Transfer pricing, or the way companies ferry assets such as intellectual property and services between tax jurisdictions and set a price for these services, is one of HMRC’s biggest bugbears with business.
This is because it feels if the price for the services is not set at “arms length”, they are underpriced when they travel to low-tax jurisdictions – disadvantaging the Exchequer.
The taxman has been busy in the past month closing various loopholes – and coming out on top in cases such as against AstraZeneca is only going to strengthen HMRC’s resolve.
“It’s all about how inspectors might read this. If they’re thinking about commencing a transfer pricing audit it will strengthen the possibility,” said Shiv Mahalingham, a director at Alvarez & Marsal Taxand.
Transfer pricing by definition takes place across borders, and wins in other countries have seen the taxman use them as a springboard. UK transfer pricing audits shot up after GSK paid a $3.4bn (£2.3bn) fine to the US Internal Revenue Service in 2006.

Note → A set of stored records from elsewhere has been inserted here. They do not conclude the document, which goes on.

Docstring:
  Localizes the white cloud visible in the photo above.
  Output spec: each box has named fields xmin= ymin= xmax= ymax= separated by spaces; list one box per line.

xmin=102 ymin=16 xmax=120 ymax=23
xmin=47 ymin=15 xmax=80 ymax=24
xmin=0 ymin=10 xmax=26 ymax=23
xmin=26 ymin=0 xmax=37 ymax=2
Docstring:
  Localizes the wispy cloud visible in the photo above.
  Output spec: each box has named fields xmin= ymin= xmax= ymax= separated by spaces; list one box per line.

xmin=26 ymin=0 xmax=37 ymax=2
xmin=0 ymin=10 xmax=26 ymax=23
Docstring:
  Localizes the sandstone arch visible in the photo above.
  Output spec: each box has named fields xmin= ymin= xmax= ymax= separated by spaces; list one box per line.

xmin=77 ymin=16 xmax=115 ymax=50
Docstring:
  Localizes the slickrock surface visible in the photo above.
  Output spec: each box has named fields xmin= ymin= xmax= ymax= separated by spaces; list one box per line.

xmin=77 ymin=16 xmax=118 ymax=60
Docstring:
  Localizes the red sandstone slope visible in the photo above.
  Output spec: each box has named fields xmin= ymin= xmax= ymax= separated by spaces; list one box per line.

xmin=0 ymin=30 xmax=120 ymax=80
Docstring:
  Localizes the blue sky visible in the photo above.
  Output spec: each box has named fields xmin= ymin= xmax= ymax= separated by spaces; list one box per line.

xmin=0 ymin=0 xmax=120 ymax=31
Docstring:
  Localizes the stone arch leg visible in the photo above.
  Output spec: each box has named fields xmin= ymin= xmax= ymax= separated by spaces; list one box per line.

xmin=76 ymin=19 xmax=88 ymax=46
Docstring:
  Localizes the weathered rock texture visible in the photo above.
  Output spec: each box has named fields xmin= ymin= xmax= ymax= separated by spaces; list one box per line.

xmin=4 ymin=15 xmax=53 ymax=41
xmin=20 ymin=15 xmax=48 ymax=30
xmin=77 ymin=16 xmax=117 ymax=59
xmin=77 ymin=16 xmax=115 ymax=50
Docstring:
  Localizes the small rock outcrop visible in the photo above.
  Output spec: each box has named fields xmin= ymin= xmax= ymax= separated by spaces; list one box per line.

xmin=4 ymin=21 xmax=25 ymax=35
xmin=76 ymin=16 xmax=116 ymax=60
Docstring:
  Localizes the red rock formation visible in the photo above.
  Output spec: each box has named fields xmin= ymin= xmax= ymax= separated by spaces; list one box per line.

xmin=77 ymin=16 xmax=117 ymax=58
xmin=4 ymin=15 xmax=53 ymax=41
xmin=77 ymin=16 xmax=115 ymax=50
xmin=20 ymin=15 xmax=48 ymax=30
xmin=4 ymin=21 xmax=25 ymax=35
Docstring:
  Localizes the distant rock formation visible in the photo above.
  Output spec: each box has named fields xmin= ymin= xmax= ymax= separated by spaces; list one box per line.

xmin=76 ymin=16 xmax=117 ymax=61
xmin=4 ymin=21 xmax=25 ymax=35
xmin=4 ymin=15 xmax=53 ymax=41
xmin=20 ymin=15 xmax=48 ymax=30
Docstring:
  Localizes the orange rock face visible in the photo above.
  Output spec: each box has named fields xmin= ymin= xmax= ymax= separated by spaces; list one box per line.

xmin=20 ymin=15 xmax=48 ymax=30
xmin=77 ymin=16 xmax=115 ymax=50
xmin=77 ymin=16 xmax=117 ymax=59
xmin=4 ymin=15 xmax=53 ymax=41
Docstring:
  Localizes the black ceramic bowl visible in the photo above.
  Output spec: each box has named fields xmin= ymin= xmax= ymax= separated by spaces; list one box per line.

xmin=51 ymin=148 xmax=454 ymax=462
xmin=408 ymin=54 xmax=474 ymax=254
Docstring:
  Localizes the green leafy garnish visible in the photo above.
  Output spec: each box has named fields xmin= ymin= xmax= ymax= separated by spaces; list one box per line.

But, perhaps in a bid to stop companies heading to other tax destinations, HMRC said it is prepared to help firms before there is a need to hit them with an audit. “Transfer pricing issues can arise simply because some transactions are hard to price. HMRC works with business and other tax authorities to try and ensure that these difficulties can be resolved and that companies are not subject to double taxation on the same profits,” a spokesman said.